Rabu, 31 Juli 2013

Membangun Madrasah

Iseng-iseng baca data penelitian my lovely Irra Yusnita Darmawan, Tampaknya dari indikasi Fungsi-fungsi kepala madrasah yang harus diasah lebih baik adalah rasa memiliki kepala madrasah terhadap madrasah yang dipimpinnya. Alangkah sayangnya, setelah susah payah berkarir untuk mencapai posisi kepala madrasah lalu mimpinya terhenti?
Bukti paling sederhana tampaknya adalah tingkat kehadiran kepala madrasah dan kualitas kehadirannya. Dari ribuan madrasah se Indonesia, mayoritas kepala madrasah tidak memenuhi jam mengajar 6 jam. Implikasinya adalah ketidakmampuan kepala madrasah dalam melakukan supervisi akademik terhadap para guru yang harus dikelolanya.
Berikutnya adalah jika seorang kepala madrasah tidak memenuhi hari kerja 5-6 hari kerja, tentu pengambilan keputusan akan seringkali terhambat kecepatannya.

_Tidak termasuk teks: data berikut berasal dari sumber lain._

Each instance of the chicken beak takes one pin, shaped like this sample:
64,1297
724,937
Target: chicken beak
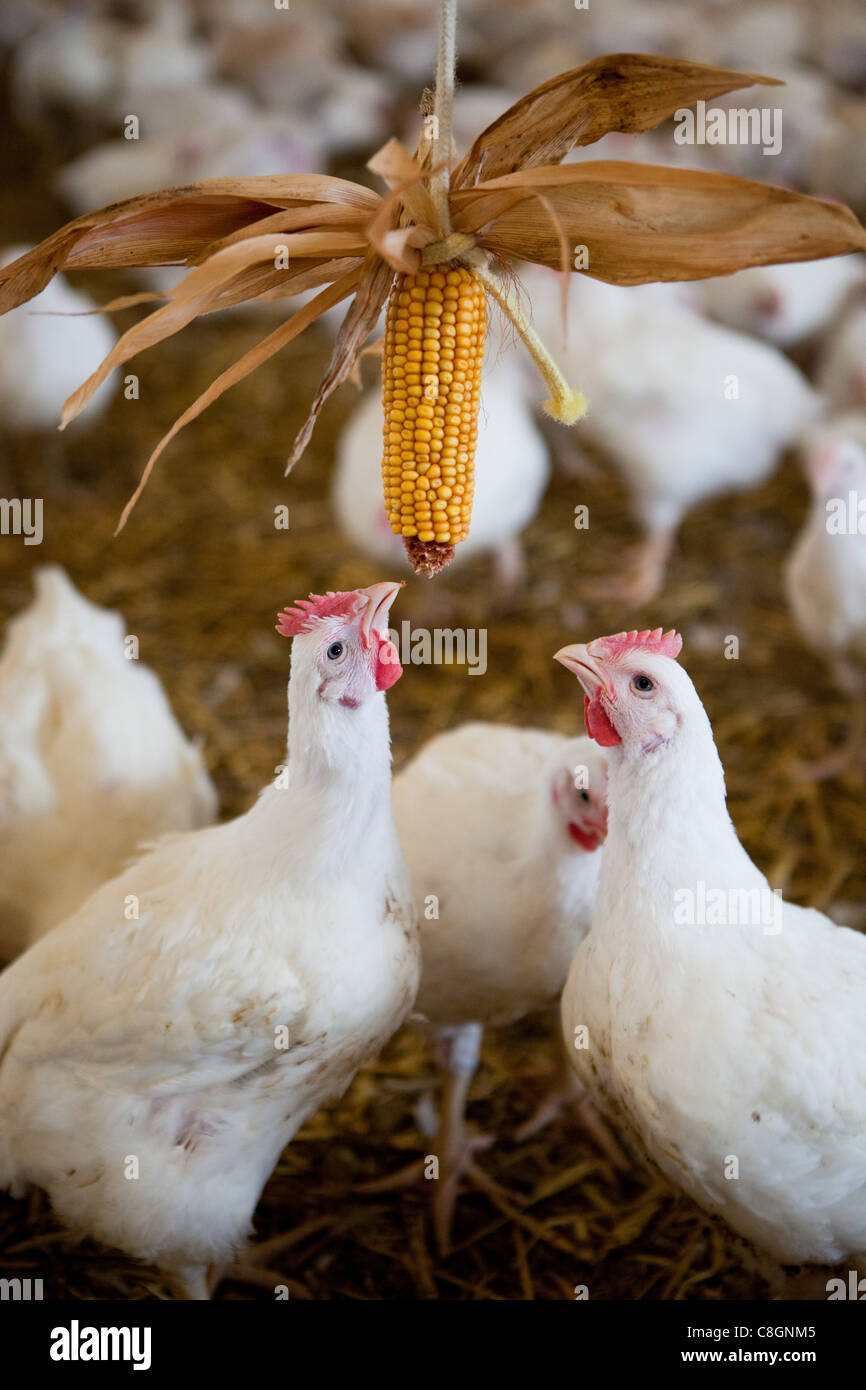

Barulah setelah kita memperbaiki kuantitas dan kualitas kehadiran kepala madrasah kita bisa memperbaiki kinerja kepala madrasah. Pertanyaan sederhananya adalah Kinerja apa yang mau diukur jika hadir untuk bekerja saja tidak dipenuhi? bukankah kinerja adalah ukuran kerja?
Tampaknya, yang lalai dipahami oleh para kepala madrasah ini adalah: Kepala madrasah itu adalah GURU DENGAN TUGAS TAMBAHAN KEPALA MADRASAH. JADI TUGAS UTAMANYA ADALAH GURU! Kebanggan menjadi kepala madrasah mungkin telah menggerus terlalu besar kebanggannya-passionnya menjadi seorang guru. Itulah sebabnya mungkin kita masih agak kesulitan menemukan seorang guru dengan tugas tambahan kepala madrasah, kembali menjadi guru biasa tanpa embel-embel tugas tambahan kepala madrasah. Banyak orang mungkin yang menganggap proses mutasi ini sebagai aib, bukan sebagai rotasi, penyegaran dan regenerasi yang lumrah.
Hmm.. Sayang sekali kita akan masih sulit menemukan seorang kepala madrasah dengan visi dan misi yang jelas serta program yang terukur. Sayang sekali kita akhirnya akan sering menemukan seorang siswa madrasah yang galau karena ketakjelasan arah pendidikannya. "Menjadi seorang saintis muda berbakat tak sampai, menjadi kader mubalig muda pun tak mampu". Kita... Madrasah... mungkin telah kehilangan jati diri, tak memahami tugas pokok dan fungsinya... sehingga kita kehilangan arah. Kita sepatutnya mulai berpikir keras, merebut kembali arah yang kita banggakan dulu. Takkah kita lihat di bidang agama kita seringkali kalah oleh SDIT, SMPIT, SMA plus-terpadu-dst (jujurlah pada indikasi jumlah pendaftar dan jumlah dana yang bersedia dikeluarkan para calon orang tua siswa). Dibidang Sainstek kita selalu beralasan tak ada sumber daya yang cukup... Kenapa kita tidak membangun madrasah kita dengan jati diri kita yang dulu saja? Dan menjadi pemenang dalam kekhasan itu?
Kita... Madrasah... mungkin sepatutnya memang harus mulai berpikir lebih keras lagi.